Couac dans les relations commerciales entre l'Allemagne et l'Iran. Berlin a dû, sous pression des États-Unis et d'Israël, mettre un terme à son rôle d'intermédiaire entre l'Inde et l'Iran pour l'achat de pétrole.
L’Inde ne pourra plus acheter de pétrole iranien via l’Allemagne. Berlin a décidé, mardi, de mettre un terme à une trouble relation commerciale qui avait provoqué l’ire d'Israël et des États-Unis.
Jusqu’à présent, la Bundesbank et la Europäisch-Iranische Handelsbank (EIHB), basée à Hambourg, servaient d’intermédiaires entre New Dehli et Téhéran, avait révélé en fin de semaine dernière le quotidien économique Handelsblatt. L’Inde, qui achète pour 9 milliards de dollars par an de pétrole à l'Iran, versait l'argent à la banque centrale allemande qui chargeait ensuite EIHB d’acheter l'or noir à l'Iran. L’Inde évitait ainsi de froisser son allié américain, avec la complicité de Berlin.
Washington n’a pas tardé à réagir à ces révélations. En début de semaine, l’administration américaine s’est plainte de cette transaction auprès du gouvernement allemand. Cible de son mécontentement : EIHB, une société détenue à 52 % par une banque nationale iranienne. L'établissement est, depuis 2010, sur la liste noire américaine des sociétés soupçonnées d’aider Téhéran à contourner les sanctions internationales. Israël en a demandé l'interdiction aux Allemands.
Berlin avait dans un premir temps tergiversé, soulignant que EIHB agissait en toute légalité en Allemagne et qu'elle était soumise à un contrôle très strict des autorités financières. Finalement, le gouvernement a cédé, ordonnant mardi à sa banque centrale de fermer le robinet.
Il semblerait, en outre, que ce commerce à trois bandes soient le résultat d’un marchandage entre le gouvernement allemand et iranien. L’Allemagne a, en effet, donné son feu vert pour cette opération début février, quelques jours seulement après la libération de deux journalistes allemands détenus en Iran.
"La qualité plus que la quantité"
L’affaire pouvait difficilement tomber à un plus mauvais moment pour Angela Merkel. Elle avait déjà été critiquée pour ses réticences à participer à des opérations militaires contre la Libye. Mais cette transaction remet aussi en avant l’importance des relations économiques entre l’Allemagne et l’Iran.
L’Allemagne est le premier partenaire commercial européen de l’Iran et le deuxième mondial derrière les Émirats arabes unis. Ses exportations ont atteint 3,8 milliards de dollars en 2010, une augmentation de près de 5 % par rapport à 2009. Entre janvier et octobre de l’année 2010, les importations depuis l’Iran ont progressé de 28 %.

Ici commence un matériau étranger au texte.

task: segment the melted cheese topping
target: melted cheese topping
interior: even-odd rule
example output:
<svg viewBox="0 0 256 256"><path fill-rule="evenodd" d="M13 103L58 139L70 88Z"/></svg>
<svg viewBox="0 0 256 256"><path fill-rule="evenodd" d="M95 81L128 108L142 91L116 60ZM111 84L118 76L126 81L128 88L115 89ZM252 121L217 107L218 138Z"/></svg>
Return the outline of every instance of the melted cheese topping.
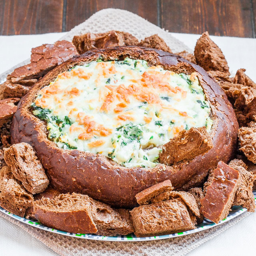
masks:
<svg viewBox="0 0 256 256"><path fill-rule="evenodd" d="M154 167L159 146L212 121L196 74L145 60L99 59L58 75L32 106L49 138L64 149L99 153L125 166Z"/></svg>

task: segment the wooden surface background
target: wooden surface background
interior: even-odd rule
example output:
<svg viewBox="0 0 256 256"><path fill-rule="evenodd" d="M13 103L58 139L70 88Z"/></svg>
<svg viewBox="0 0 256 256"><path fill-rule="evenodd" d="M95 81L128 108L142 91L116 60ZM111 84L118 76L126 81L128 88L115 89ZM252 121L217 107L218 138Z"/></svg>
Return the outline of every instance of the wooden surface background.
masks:
<svg viewBox="0 0 256 256"><path fill-rule="evenodd" d="M170 32L256 38L256 0L0 0L0 34L68 31L108 8Z"/></svg>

"Mais plus que la quantité des exportations c’est la qualité des produits livrés qui importe", souligne à FRANCE 24 Sami Alfaraj, président du Centre d’études stratégique à Koweït, spécialisé dans la région du Golfe. La plupart des entreprises allemandes impliquées en Iran sont spécialisées dans les produits de haute technologie.

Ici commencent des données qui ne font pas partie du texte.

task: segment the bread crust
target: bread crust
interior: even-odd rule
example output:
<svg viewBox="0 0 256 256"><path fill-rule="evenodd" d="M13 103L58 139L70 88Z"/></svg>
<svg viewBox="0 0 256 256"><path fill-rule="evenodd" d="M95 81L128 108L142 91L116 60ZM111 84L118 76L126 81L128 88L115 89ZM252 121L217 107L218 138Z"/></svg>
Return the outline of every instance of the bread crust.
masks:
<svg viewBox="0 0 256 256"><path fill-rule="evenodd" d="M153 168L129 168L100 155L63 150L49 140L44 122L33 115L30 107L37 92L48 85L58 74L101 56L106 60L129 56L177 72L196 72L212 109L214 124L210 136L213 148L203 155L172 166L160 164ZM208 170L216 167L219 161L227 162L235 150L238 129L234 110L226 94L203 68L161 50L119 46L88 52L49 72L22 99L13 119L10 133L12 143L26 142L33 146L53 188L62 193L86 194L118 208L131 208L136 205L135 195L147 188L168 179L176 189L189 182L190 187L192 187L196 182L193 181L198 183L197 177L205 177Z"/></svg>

Le géant allemand Siemens avait, ainsi, contribué au système informatique des installations nucléaires iraniennes. Le groupe a annoncé en 2009 qu’il se retirait d’Iran. Au total, 200 sociétés allemandes étaient actives en Iran en juillet 2009, d’après une liste établie par la Chambre de commerce germano-iranienne. Des relations commerciales parfois très douteuses selon le politologue allemand Matthias Küntzel qui les a analysées l’an dernier. Il se demande quel type de service une entreprise comme Babcock Borsig Service GmbH, spécialisée "dans la technologie nucléaire", peut bien fournir à Téhéran.
En 2008, le porte-parole de la National Petrochimical company iranienne s’était félicité de la facilité qu’il avait "de trouver auprès d’autres pays que les États-Unis les produits dont [il] avait besoin". Il avait cité quatre noms d’entreprises, dont trois sont allemandes.